A deployment fails, and there are no errors in the deploy or build output. Based on the step the deployment fails at, do the following:

Deployment fails at the Build_Push_if_not_exist step

If a deployment fails at the Build_Push_if_not_exist, do the following.

1. Check deploy logs

Check the build logs via Log groups as follows. Filter the log groups by codebuild.

  1. In the AWS Management Console, go to Services > CloudWatch > Log groups.

  2. In the Log groups pane, filter log groups by entering a query in the search bar. For example, enter staging.

filter log groups

  1. Select the desired log group.

  2. In the Log streams pane, select the log stream according the last event. The last event time should match the time when the issue occurred.

select log stream

  1. In the Log events pane, filter events by entering a query in the search bar. When browsing audit logs, you might want to filter by tile, like audit, or by a user, like sonia@spryker.com.

2. Check deploy logs in multiple log groups at once

Check multiple log groups via Logs Insights as follows. Select the log groups containing codebuild.

  1. In the AWS Management Console, go to Services > CloudWatch.
  2. In the navigation pane, select Logs > Logs Insights.
  3. Select the desired log groups.

log-insigts-log-groups

  1. Select the desired time period.
  2. Insert a search query into the query field. Use the following examples as a reference.
  3. Select Run query.
  4. Check the logs that appear in the pane below.

Example 1: search for 500 errors during the last 6 hours. log-insights-query-example-1

Example 2: search for build errors, excluding rds_backup, during the last 3 hours. log-insights-query-example-2

To learn more about the syntax of the queries, see CloudWatch Logs Insights query syntax.
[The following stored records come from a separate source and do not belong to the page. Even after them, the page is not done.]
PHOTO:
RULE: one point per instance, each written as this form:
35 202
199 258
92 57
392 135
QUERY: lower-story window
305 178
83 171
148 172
For more examples of queries, see Sample queries - Amazon CloudWatch Logs.

3. Check Build_Push_if_not_exist step execution details

  1. On the page of the deployment in the Build_Push_if_not_exist step, select Details.

![execution_details]

  1. In the Action execution failed window that opens, select Link to execution details.

  2. On the page of the step execution, switch to the Phase details tab.

  3. If one or more of the statuses is not Succeeded, check the reason in the Context column.

![phase_details]

Deployment fails at the Run_pre-deploy_hook step

1. Check step execution logs

  1. On the page of the deployment in the Run_pre-deploy_hook step, select Details.

![execution_details]

  1. In the Action execution failed window that opens, select Link to execution details.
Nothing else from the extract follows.